Suasta yang juga budayawan ini sangat menyayangkan peristiwa itu terjadi, di tengah-tengah perhatian dunia terhadap lingkungan semakin besar, beragam masalah bisa timbul bisa alam rusak. budaya dan adat Bali sangat bergantung pada pelestarian alam dan lingkungannya. Ia menyarankan sebaiknya pemerintah Bali dan masyarakatnya harus memperhatikan secara serius penanganan lingkungan, khususnya proyek tambang galian C. Bahkan kasus galian C di Bali sudah menjadi sorotan nasional dan internasional sampai KPK RI dan Kejaksaan Agung mengendus adanya masalah beberapa lembaga yang terkait.
Menurut Suasta, para leluhur begitu besar memberikan penghormatan kepada alam melalui perayaan (Yadnya) kepada tumbuh-tumbuhan (Tumpek Wariga), hewan dan binatang (Tumpek Uye) maupun pelaksanaan Bhuta Yadnya. Selain itu, warisan kearifan lokal, Tri Hita Karana sesuai desa-kala- patra diharapkan benar – benar menjadi fondasi dalam setiap pembangunan Bali sehingga sumber daya manusia (SDM) bisa bersaing secara global.

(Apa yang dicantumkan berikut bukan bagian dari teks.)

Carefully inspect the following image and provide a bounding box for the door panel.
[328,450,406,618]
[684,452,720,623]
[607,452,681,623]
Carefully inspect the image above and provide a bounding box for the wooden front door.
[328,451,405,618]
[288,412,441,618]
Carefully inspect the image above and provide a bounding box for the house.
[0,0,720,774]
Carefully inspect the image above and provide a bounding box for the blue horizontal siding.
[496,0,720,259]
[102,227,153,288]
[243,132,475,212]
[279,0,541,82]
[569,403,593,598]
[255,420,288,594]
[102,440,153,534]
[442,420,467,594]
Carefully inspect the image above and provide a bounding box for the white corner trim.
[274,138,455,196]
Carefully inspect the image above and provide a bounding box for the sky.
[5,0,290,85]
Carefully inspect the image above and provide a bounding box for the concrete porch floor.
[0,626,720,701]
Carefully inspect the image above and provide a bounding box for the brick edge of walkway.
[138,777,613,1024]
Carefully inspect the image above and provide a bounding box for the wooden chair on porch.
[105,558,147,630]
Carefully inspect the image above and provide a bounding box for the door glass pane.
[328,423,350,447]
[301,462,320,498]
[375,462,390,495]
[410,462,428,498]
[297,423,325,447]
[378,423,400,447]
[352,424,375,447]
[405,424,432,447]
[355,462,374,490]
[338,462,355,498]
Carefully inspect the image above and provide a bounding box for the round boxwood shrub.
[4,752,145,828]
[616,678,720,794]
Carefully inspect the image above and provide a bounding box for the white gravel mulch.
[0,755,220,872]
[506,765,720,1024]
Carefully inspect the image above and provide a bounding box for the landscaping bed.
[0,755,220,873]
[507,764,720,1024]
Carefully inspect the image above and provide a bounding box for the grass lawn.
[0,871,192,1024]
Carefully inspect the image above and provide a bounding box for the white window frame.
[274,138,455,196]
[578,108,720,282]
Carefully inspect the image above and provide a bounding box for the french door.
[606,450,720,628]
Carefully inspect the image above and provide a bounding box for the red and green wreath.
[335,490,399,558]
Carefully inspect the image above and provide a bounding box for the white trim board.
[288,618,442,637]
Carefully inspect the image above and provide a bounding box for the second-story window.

Upaya itu dalam mendukung agenda pembangunan yang disepakati dalam Sidang Umum PBB pada September 2015, yaitu Agenda 2030 Tujuan Pembangunan Berkelanjutan (TPB) atau Sustainable Development Goals (SDGs). SDGs bertujuan untuk menjaga peningkatan kesejahteraan ekonomi masyarakat secara berkesinambungan, menjaga keberlanjutan kehidupan sosial masyarakat, menjaga kualitas lingkungan hidup serta pembangunan yang inklusif dan terlaksananya tata kelola yang mampu menjaga peningkatan kualitas kehidupan dari satu generasi ke generasi berikutnya. “Jika hal ini dibiarkan terjadi berlarut – larut, alam akan punya cara dalam menyeimbangkan,” tegas Suasta.
Lingkungan sekolah sepatutnya dijaga tetap hijau dan lestari, bukan diberikan ada penambangan. Apalagi penambangan itu bodong, jika berizin pun patut di kaji kembali sehingga tidak merugikan publik. Penambangan galian dekat SMPN 3 Bebandem tengah disoroti publik karena memberikan dampak kepada keberadaan sekolah, apalagi dekat dengan kuburan.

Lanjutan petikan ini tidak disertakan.